Nevs now employs more than 700 staff at its Trollhattan plant

Nevs now employs more than 700 staff at its Trollhattan plant

National Electric Vehicle Sweden (Nevs) says it now employs more than 700 people at its Trollhättan plant in Western Sweden as 9-3 production starts to ramp up.

The former incarnation of Saab Automobile had 3,400 staff on its books, but its subsequent bankruptcy caused a massive headache for the town, around an hour north of Gothenburg and which only numbers around 50,000 inhabitants in total.

Some estimates put the bankruptcy fallout costing up to 10,000 jobs as the supply chain impact was factored in, with politicians at the time describing it as “very, very tough" as the small town picked up the pieces.

“We are now 590 employees and then you add to that, 130 full time consultants, mostly engineers,” a Nevs spokesman in Trollhattan told just-auto. “It is well more [than] 700 people on a daily basis.”

The spokesman noted of the former 3,400 workers, 2,400 were previously in production supplemented by around 1,000 engineers, but staffing is now far slimmer.

“What we can say is production is as lean as it can be,” he said. “When you talk about engineers, we will not be as many as the former Saab Automobile. Trollhattan will be the headquarters and R&D will always be here.”

It does not yet appear formal union links have been established, but it seems as if IF Metall representative Hakan Scott, who was involved in helping staff in the Saab Automobile bankruptcy, is working with Nevs on the labour issue.

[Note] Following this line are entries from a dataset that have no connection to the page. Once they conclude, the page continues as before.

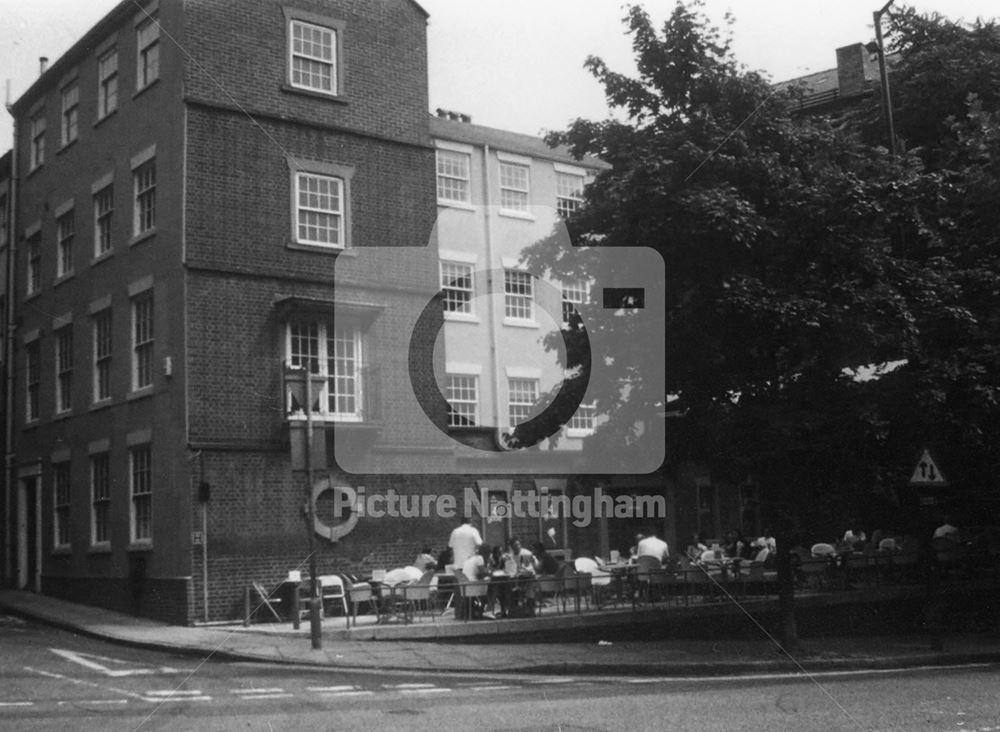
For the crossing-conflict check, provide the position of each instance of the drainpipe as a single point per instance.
(491, 268)
(9, 382)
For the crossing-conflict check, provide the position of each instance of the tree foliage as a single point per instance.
(798, 251)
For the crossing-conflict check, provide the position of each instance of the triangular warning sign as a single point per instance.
(927, 472)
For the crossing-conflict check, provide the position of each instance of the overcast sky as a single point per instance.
(518, 64)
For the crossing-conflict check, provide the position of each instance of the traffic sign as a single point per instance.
(927, 472)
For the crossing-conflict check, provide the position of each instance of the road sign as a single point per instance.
(927, 472)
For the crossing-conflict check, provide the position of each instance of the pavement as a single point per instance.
(341, 650)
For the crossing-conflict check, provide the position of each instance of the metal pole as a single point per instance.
(314, 599)
(884, 76)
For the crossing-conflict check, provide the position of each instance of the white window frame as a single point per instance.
(65, 234)
(62, 481)
(303, 209)
(458, 288)
(569, 198)
(516, 386)
(140, 480)
(147, 53)
(320, 362)
(143, 341)
(454, 177)
(515, 302)
(104, 209)
(107, 83)
(515, 195)
(144, 200)
(103, 344)
(100, 499)
(463, 398)
(70, 118)
(300, 78)
(36, 152)
(64, 369)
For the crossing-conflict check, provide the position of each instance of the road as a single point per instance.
(57, 680)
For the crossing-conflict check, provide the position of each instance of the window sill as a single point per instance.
(150, 85)
(461, 317)
(522, 215)
(326, 97)
(318, 248)
(139, 238)
(109, 115)
(102, 257)
(144, 392)
(517, 323)
(460, 205)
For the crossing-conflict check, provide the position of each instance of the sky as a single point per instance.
(518, 64)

“He [Scott] is the one we are working with because they do not have a direct person here,” said the Nevs spokesman.”

The automaker is also using the expertise of previous Saab Automobile staff to kick-start its production, but will increasingly turn to younger employees to widen the skills base.

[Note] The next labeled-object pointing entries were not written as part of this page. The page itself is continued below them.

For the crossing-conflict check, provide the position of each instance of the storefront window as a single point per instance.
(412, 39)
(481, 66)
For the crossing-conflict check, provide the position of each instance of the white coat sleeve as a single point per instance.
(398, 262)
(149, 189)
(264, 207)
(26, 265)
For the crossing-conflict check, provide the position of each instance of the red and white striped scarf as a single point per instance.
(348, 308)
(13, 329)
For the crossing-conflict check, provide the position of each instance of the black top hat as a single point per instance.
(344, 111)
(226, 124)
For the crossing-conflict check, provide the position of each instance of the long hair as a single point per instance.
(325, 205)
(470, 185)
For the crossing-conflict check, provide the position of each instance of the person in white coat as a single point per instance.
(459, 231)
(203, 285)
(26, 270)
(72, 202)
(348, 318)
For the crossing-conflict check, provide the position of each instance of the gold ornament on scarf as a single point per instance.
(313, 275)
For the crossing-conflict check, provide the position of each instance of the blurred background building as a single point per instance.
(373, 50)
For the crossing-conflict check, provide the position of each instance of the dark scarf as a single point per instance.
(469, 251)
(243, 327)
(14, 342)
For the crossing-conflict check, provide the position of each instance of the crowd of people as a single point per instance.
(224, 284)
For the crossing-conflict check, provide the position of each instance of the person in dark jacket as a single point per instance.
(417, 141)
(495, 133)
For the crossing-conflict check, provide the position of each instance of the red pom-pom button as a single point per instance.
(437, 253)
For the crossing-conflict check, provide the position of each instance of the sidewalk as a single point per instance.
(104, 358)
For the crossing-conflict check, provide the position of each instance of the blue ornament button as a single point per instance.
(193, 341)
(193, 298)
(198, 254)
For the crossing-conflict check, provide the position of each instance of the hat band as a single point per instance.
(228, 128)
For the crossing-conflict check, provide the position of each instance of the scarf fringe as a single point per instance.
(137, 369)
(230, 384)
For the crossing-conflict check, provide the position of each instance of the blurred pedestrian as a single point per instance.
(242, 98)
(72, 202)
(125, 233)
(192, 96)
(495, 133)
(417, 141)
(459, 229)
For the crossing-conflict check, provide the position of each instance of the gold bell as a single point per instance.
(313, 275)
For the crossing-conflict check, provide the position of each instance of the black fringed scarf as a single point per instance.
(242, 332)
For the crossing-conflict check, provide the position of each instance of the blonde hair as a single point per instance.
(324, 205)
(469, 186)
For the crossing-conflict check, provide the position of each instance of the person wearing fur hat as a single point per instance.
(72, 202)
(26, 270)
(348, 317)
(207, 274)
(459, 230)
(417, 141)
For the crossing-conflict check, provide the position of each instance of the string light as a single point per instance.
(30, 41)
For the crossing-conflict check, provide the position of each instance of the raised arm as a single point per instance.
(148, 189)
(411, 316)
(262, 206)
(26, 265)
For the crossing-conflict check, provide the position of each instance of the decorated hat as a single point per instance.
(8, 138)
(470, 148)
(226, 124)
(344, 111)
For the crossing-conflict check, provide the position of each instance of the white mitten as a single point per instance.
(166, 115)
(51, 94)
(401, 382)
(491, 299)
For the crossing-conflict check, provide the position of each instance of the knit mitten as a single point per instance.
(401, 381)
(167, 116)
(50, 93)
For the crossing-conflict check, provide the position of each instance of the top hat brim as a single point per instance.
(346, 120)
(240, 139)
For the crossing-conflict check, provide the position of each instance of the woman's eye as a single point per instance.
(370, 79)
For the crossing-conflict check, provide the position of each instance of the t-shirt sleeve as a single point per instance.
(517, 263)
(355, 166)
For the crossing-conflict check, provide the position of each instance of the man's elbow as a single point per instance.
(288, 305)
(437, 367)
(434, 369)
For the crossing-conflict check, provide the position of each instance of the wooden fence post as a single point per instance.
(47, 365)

“We have in the beginning of course, recruited people from Saab, because for example, in production these people today are team leaders with very broad experience and competence,” said the Nevs spokesman.

“We are trying to be very flexible, so many people can do different types of work.

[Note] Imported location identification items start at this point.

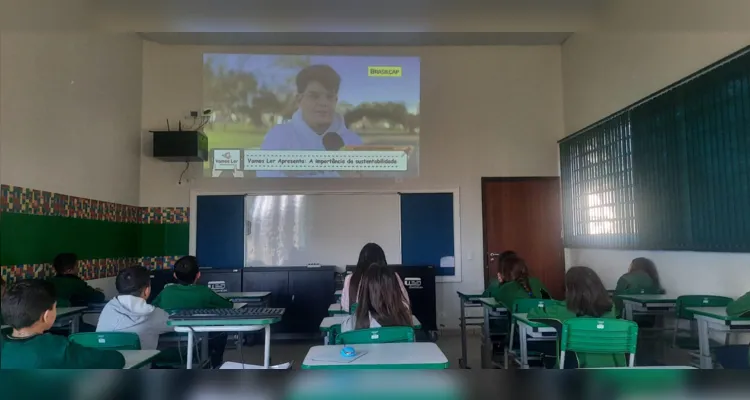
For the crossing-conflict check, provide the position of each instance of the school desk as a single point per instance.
(656, 304)
(529, 330)
(715, 319)
(336, 309)
(467, 301)
(137, 359)
(378, 356)
(329, 324)
(191, 327)
(254, 298)
(69, 316)
(492, 310)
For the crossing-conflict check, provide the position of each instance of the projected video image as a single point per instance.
(312, 116)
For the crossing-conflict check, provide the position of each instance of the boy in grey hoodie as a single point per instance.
(129, 311)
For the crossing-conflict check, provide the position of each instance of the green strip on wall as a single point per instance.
(164, 239)
(35, 239)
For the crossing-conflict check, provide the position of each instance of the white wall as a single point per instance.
(487, 111)
(603, 73)
(70, 109)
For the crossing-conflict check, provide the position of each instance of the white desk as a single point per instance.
(69, 316)
(230, 325)
(136, 359)
(646, 304)
(716, 319)
(329, 324)
(378, 356)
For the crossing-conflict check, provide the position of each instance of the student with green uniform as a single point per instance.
(494, 286)
(585, 296)
(187, 295)
(641, 278)
(30, 308)
(517, 284)
(72, 291)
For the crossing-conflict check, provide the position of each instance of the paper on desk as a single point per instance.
(338, 358)
(233, 365)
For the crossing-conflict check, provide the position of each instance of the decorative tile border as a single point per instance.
(16, 199)
(87, 269)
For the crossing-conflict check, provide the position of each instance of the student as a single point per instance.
(380, 301)
(129, 311)
(72, 291)
(187, 295)
(517, 284)
(642, 278)
(585, 296)
(30, 308)
(496, 283)
(370, 254)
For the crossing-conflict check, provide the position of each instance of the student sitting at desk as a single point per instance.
(381, 303)
(494, 286)
(517, 284)
(641, 278)
(585, 296)
(30, 308)
(370, 254)
(187, 295)
(72, 291)
(129, 311)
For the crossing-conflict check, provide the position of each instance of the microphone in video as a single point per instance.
(332, 141)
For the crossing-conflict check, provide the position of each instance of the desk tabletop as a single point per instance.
(378, 356)
(65, 311)
(524, 317)
(330, 322)
(135, 359)
(648, 298)
(245, 295)
(717, 313)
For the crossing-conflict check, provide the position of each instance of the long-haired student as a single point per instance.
(381, 302)
(370, 254)
(517, 284)
(585, 296)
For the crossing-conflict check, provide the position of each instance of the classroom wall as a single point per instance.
(487, 111)
(69, 150)
(605, 72)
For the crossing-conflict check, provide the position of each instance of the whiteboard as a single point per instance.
(326, 229)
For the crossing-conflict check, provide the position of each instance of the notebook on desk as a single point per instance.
(227, 313)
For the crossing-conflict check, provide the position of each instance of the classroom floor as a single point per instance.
(449, 342)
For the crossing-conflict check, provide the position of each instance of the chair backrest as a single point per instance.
(599, 336)
(390, 334)
(108, 340)
(684, 302)
(525, 305)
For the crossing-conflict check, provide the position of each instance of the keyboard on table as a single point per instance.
(228, 313)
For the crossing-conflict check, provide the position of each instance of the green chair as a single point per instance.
(522, 306)
(599, 336)
(690, 342)
(108, 340)
(390, 334)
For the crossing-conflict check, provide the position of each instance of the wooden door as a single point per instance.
(524, 215)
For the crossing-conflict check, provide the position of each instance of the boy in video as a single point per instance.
(315, 125)
(72, 291)
(29, 308)
(187, 295)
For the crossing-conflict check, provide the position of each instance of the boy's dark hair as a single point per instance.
(26, 301)
(64, 262)
(585, 294)
(133, 280)
(323, 74)
(186, 270)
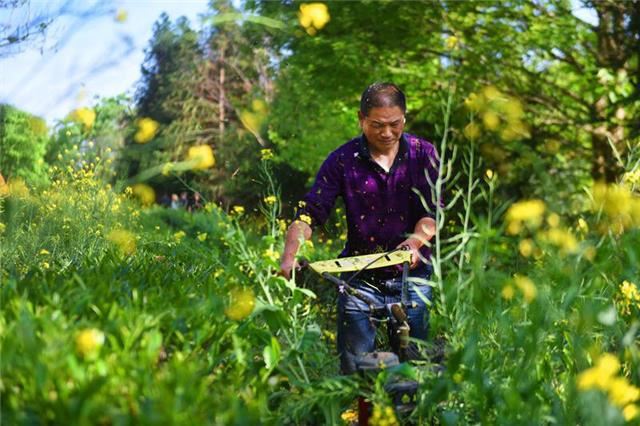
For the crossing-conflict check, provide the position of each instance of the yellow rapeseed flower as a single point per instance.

“We have also tried at the end of last year, to employ new persons with wide experiences and also young persons. So we are not vulnerable to having people of a certain age.”

This week Nevs started first delivery of its 9-3 models to dealers across Sweden with the demonstrator vehicles available for test drive.

News of the delivery of around 50 9-3s to 20 dealers comes as Nevs, which acquired the assets of bankrupt Saab Automobile in 2012, also announced this week a global distribution agreement with Orio guaranteeing spare parts.

Nevs started production in its hometown of Trollhättan of the Saab 9-3 Aero sedan with 220hp, two litre, turbocharged petrol engines last December.

The Swedish company is 78 % owned by National Modern Energy Holdings and 22 % by Qingdao Qingbo Investment.